第3回:職場ストレスを乗り切るマネジメントスキルとは(その3)

嶋田 洋徳 先生(早稲田大学人間科学学術院 教授)

嶋田先生へのインタビュー最終回は,組織で実施されているストレスチェックをメンタルヘルス維持に活かしていくためのコツなどについてお聞きしました

―ストレスチェック制度を職場全体のメンタルヘルス維持に活かすにはどうしたらよいですか?
嶋田:ストレスチェックは,労働者のメンタルヘルス不調の一次予防を目的として出来た制度です。そのため、事業者や労働者自身が、現状のストレスがどの程度かを意識するには有効ですが,これだけで心理面における問題を解決することはできません。ストレスチェックの分析結果を受け,事業者がメンタルヘルスの課題を正しく認識するとともに,従業員研修などを通じて,ひとりひとりがストレスに対処できるようなセルフマネジメントの知識やスキルを身に着けていくことが望ましいと言えます。

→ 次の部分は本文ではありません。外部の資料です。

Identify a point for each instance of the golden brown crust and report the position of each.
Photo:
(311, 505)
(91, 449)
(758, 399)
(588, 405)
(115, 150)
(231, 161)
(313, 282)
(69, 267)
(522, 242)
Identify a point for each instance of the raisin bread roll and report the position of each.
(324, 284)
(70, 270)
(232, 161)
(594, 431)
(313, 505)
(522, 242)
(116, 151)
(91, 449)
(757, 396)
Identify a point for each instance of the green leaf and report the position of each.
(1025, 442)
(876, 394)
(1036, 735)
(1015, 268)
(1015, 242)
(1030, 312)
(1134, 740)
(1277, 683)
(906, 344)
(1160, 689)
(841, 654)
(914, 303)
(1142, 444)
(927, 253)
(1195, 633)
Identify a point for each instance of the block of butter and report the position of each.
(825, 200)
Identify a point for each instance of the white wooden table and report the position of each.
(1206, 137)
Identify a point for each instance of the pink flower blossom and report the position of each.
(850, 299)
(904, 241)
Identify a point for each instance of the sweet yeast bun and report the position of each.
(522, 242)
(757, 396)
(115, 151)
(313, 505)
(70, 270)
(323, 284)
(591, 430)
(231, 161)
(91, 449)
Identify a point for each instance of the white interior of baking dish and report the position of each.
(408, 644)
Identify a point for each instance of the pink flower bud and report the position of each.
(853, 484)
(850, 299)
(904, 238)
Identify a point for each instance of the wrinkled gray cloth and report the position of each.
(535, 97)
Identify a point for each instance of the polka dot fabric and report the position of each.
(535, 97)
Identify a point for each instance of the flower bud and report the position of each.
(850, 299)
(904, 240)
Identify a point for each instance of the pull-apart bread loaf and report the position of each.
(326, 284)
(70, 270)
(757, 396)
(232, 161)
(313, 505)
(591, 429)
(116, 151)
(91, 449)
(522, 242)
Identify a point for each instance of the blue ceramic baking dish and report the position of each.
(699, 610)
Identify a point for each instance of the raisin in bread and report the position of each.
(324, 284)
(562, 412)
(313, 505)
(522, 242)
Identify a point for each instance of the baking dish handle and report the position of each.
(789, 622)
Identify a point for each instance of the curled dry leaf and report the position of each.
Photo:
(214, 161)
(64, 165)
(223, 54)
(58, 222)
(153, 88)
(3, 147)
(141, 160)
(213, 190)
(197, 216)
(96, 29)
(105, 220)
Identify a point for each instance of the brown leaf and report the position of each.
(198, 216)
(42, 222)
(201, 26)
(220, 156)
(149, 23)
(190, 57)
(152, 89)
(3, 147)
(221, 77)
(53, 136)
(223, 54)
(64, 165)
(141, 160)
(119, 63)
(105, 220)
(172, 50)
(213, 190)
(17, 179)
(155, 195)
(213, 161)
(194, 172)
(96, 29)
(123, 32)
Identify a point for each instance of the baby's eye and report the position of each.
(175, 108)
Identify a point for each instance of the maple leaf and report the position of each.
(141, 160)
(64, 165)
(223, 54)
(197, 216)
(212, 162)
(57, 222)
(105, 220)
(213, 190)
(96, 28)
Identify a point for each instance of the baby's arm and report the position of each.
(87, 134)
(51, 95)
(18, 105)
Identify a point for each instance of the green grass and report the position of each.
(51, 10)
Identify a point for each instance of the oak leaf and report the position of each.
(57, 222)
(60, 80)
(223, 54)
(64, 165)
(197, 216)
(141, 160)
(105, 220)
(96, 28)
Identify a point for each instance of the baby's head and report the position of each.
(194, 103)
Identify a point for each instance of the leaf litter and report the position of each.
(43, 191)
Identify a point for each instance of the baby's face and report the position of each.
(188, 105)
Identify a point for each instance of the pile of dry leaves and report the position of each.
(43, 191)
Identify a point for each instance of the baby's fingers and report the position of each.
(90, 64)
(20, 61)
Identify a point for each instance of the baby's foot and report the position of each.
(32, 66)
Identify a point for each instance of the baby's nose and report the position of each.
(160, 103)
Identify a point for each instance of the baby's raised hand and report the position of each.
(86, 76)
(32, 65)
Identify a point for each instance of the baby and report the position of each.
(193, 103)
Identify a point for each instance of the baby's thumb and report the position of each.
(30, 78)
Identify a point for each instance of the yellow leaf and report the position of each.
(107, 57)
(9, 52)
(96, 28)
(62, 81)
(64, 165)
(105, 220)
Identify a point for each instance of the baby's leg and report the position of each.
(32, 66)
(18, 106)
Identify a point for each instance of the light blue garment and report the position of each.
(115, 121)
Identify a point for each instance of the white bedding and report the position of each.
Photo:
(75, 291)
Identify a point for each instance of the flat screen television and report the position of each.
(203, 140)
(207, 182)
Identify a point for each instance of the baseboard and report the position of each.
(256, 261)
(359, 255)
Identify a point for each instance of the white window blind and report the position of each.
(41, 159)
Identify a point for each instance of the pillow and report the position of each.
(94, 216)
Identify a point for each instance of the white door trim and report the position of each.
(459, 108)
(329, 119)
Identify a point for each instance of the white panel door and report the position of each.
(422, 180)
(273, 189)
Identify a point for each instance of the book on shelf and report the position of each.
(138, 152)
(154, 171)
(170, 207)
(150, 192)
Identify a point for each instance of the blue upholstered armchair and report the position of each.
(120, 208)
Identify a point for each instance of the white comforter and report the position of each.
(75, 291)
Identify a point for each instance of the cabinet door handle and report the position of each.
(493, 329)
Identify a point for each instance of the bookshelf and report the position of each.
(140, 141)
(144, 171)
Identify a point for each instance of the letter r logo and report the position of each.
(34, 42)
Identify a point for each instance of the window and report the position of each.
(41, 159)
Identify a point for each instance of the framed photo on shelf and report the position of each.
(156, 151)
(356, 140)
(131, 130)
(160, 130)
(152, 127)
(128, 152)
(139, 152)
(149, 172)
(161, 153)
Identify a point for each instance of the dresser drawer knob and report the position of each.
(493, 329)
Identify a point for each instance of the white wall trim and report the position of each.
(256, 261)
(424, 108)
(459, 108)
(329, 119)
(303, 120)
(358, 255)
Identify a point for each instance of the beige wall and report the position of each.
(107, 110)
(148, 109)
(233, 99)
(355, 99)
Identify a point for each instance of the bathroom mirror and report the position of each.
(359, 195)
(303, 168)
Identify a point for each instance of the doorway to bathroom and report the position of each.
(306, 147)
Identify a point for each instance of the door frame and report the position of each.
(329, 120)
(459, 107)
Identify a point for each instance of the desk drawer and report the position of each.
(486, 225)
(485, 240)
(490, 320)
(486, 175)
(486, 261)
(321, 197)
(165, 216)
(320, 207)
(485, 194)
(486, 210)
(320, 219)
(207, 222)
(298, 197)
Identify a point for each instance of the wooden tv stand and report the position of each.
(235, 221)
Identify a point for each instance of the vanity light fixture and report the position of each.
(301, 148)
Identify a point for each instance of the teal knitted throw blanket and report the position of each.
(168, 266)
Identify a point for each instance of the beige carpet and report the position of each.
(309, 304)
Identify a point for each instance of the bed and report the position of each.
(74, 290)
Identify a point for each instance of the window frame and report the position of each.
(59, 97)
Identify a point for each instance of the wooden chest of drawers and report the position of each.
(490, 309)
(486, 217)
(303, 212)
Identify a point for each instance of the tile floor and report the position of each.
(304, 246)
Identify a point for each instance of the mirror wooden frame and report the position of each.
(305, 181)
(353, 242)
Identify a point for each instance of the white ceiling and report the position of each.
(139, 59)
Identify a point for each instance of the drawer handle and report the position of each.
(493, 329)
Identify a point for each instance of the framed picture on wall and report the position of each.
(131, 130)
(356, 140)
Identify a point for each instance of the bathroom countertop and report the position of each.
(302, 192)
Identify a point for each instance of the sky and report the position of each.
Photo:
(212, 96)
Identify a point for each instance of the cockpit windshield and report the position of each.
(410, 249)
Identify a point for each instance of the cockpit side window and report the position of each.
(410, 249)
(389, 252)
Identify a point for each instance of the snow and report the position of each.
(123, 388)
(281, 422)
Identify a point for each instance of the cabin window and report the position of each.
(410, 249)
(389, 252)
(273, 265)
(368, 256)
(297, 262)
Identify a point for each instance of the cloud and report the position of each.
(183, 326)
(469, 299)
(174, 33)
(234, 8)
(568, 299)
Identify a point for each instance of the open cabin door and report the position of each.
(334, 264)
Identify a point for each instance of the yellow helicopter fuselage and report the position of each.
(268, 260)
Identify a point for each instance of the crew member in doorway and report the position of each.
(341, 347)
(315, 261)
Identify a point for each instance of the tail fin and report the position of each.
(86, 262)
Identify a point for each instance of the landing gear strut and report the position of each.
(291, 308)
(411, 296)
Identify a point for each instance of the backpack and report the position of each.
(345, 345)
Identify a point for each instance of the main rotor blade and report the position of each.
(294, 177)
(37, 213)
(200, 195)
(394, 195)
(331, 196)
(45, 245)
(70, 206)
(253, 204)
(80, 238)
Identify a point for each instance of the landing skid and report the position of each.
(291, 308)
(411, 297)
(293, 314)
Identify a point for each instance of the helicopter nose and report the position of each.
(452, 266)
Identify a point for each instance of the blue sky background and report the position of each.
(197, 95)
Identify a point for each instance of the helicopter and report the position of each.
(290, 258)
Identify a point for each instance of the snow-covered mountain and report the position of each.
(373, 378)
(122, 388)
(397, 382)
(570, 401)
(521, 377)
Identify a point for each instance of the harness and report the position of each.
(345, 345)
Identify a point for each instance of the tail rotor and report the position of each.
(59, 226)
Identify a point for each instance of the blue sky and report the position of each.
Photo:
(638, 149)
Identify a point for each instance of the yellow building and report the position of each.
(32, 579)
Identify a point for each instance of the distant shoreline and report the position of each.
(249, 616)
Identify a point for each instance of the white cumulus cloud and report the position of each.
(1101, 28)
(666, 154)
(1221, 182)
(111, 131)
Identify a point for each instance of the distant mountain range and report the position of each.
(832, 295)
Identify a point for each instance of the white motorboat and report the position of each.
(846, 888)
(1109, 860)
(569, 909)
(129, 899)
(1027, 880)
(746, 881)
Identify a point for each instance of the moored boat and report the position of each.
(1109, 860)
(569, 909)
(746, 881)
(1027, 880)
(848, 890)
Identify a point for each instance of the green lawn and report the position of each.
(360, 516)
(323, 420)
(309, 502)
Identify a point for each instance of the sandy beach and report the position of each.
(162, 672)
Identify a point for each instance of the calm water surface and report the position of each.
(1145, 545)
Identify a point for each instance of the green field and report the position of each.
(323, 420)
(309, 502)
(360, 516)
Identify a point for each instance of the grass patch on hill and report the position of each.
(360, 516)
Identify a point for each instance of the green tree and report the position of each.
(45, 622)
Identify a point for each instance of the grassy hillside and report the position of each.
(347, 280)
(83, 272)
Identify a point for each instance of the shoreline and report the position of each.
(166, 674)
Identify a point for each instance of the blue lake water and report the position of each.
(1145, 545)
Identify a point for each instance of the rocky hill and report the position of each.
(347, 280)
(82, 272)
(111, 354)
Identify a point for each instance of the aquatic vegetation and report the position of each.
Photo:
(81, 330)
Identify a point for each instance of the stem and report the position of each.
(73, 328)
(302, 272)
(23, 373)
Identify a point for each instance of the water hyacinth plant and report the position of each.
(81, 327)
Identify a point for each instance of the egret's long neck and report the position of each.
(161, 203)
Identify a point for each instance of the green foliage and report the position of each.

―最後に伺いたいのですが,職場ストレスを下げるためには、組織全体としてどのような取り組みを行うことが望ましいのでしょうか?
嶋田:前回お伝えした通り、まずは労働者ひとりひとりが自己のストレスをセルフコントロールできるよう、知識やスキルを身につけることがとても重要です(セルフケア)。加えて,それを促進するようなラインケア,職場の雰囲気づくりも大きくかかわってきます。組織全体ということになると,相談窓口の周知や利用の勧奨も必要になってきますね。また,個人のメンタルケアだけではなく,広い角度からワークライフバランスの実現ができるよう、企業としての仕組み作りに取り組むことが期待されます。

―大変わかりやすいご説明をありがとうございました。